Don’t do that. It’s bad for business, and as an author, you are a business owner. Does that make sense? If you’re providing content for them, then they owe you. Get your pound of flesh or walk.

So, does the same thing apply to tables upon which you can sell your books and behind which you can place a banner?

Nope.

“Why?” you may ask. Well, the exchange of your time for the pass has already taken place. You’ve used up your credit and are at a net zero. Now, I will say that there are some conventions that will provide authors a free table in author alley. Those are usually owners who love to read and understand that most authors are barely scraping by. But in most cases, authors will have to pay for table space to shlep their wares.

The caution I would make here is, know your P & L… that’s Profit and Loss. As I said, as an author, you’re a business owner. If you pay for table space at a show, then you should walk in the door knowing exactly how many books you have to sell in order to break even. That number should always be foremost in your mind every time you talk to a new potential customer about your book or books.
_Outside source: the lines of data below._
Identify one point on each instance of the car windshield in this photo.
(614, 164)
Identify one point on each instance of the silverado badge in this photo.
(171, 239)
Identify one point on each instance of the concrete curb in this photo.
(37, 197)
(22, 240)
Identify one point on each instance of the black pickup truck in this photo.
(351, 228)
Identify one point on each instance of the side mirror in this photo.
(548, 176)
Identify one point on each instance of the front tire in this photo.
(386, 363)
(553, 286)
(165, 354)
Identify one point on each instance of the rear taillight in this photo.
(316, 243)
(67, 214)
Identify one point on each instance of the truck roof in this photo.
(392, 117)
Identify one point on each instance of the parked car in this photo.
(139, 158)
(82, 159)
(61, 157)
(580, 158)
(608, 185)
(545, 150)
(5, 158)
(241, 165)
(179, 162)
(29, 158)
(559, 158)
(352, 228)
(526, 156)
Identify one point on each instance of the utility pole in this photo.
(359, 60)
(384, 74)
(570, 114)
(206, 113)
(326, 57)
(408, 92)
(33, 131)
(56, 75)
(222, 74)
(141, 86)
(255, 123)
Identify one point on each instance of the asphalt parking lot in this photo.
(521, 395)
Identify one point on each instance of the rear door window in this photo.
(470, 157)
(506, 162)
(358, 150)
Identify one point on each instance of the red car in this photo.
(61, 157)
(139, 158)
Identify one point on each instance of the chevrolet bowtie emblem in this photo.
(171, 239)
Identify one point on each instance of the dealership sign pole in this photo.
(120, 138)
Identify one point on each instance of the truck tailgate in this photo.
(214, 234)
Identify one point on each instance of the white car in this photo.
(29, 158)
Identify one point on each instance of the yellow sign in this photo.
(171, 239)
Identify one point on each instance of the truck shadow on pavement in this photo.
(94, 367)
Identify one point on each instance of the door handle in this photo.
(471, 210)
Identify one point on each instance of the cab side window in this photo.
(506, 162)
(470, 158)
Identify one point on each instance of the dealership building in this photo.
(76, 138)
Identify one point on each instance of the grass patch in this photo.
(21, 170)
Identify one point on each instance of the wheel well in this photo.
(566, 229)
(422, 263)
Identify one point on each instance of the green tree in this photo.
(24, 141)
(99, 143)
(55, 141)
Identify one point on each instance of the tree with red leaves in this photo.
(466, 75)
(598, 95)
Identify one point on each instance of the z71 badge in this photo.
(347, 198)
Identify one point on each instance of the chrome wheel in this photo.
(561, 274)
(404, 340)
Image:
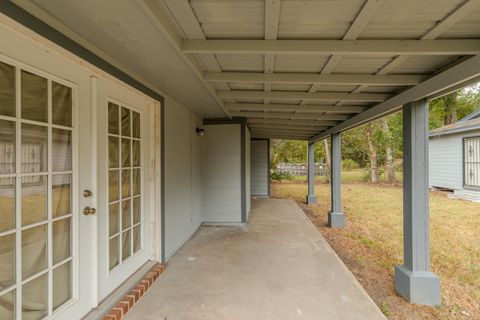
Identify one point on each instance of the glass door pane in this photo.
(36, 179)
(124, 159)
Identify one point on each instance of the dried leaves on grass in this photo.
(371, 244)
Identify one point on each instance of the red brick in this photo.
(116, 314)
(136, 294)
(123, 306)
(141, 288)
(146, 283)
(130, 300)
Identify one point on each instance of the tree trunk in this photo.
(328, 162)
(389, 164)
(450, 108)
(373, 154)
(327, 152)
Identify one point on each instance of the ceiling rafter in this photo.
(343, 47)
(293, 108)
(362, 19)
(296, 95)
(272, 19)
(450, 19)
(293, 122)
(287, 127)
(163, 25)
(188, 23)
(456, 75)
(309, 78)
(279, 136)
(284, 115)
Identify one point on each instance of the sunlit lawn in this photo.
(372, 244)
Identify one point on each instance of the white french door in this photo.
(44, 239)
(125, 175)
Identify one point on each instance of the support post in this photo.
(413, 279)
(336, 218)
(311, 197)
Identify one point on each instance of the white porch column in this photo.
(311, 197)
(413, 280)
(336, 218)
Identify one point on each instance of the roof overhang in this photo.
(294, 72)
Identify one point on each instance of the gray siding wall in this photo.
(222, 174)
(259, 162)
(445, 162)
(183, 175)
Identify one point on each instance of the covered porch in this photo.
(278, 266)
(166, 110)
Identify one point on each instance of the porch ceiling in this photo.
(298, 69)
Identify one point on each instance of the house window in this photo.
(36, 180)
(472, 162)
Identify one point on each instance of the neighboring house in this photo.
(455, 157)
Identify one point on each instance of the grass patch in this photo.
(372, 244)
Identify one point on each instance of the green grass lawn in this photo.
(351, 176)
(372, 243)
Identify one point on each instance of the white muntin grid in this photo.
(47, 222)
(131, 228)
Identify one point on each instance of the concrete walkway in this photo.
(277, 267)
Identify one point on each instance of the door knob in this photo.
(89, 211)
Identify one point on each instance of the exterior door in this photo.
(45, 240)
(125, 183)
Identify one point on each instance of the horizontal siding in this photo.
(222, 174)
(248, 170)
(183, 165)
(445, 167)
(259, 163)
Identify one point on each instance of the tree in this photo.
(372, 153)
(389, 164)
(450, 108)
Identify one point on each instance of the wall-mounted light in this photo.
(200, 131)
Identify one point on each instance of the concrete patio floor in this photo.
(277, 267)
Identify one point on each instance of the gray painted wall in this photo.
(446, 160)
(259, 163)
(183, 175)
(248, 169)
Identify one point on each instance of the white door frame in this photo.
(110, 91)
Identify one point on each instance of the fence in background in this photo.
(300, 169)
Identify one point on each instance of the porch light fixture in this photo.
(200, 131)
To understand this number, you need to know how much your books cost to print, how much they cost to ship, how much your table space cost, how much your gas cost to get to the show, even how much the hotel room and travel expenses (including meals) cost to set your books up. If you don’t know these things, then figure them the hell out before you ever place a single book on a table at a convention.

There’s a phrase you should look up. You can Google it, and it’s one of the most important things every business owner should know after P & L. That phrase is “cost benefit analysis.” Know your costs and then define your tangible and intangible benefits in cash, exposure, or whatever else is of value to you.

Once you have all those pieces, you can make an honest assessment as to whether or not it’s worth your time, cost, and risks to undertake the endeavor… that includes going to conventions. They’re fun and all, and some authors treat it like a hobby they pay for. I, for one, prefer to treat conventions as a huge facet of my business strategy.

I continue to find ways to limit costs and increase revenues, because as an author, I am a business owner. I make myself very aware of what that actually means.

As an old mentor used to hammer into my brain, “Hope is not a strategy.” Be a business owner and act accordingly. Make good decisions. Reduce costs. Increase revenues. Know what the hell you’re doing and what you’re paying to do it.

And never pay for the privilege of working for someone.

As always, keep writing!

 

~ Q

3 thoughts on “Book Biz Rules and Riddles 004

  1. Thanks for the list of things to consider, and things to avoid.

    The table and booth costs vary by convention, so that also filters where you will go. I’ve been some places where a table is about $20, and others where a nice corner booth tops $1000. Big booths at big cons can approach 5 figures. That takes a lot of book sales to break even.

    To buffer that, you can get together with other authors to share the cost and open up new opportunities. There’s a lot to consider, and lots of things you can do to make it work better. ROI is king, and you have to understand everything you get out of any event or agreement.

  2. Krull! I spent years thinking that movie was lame. Now I see there were hidden depths even in that movie.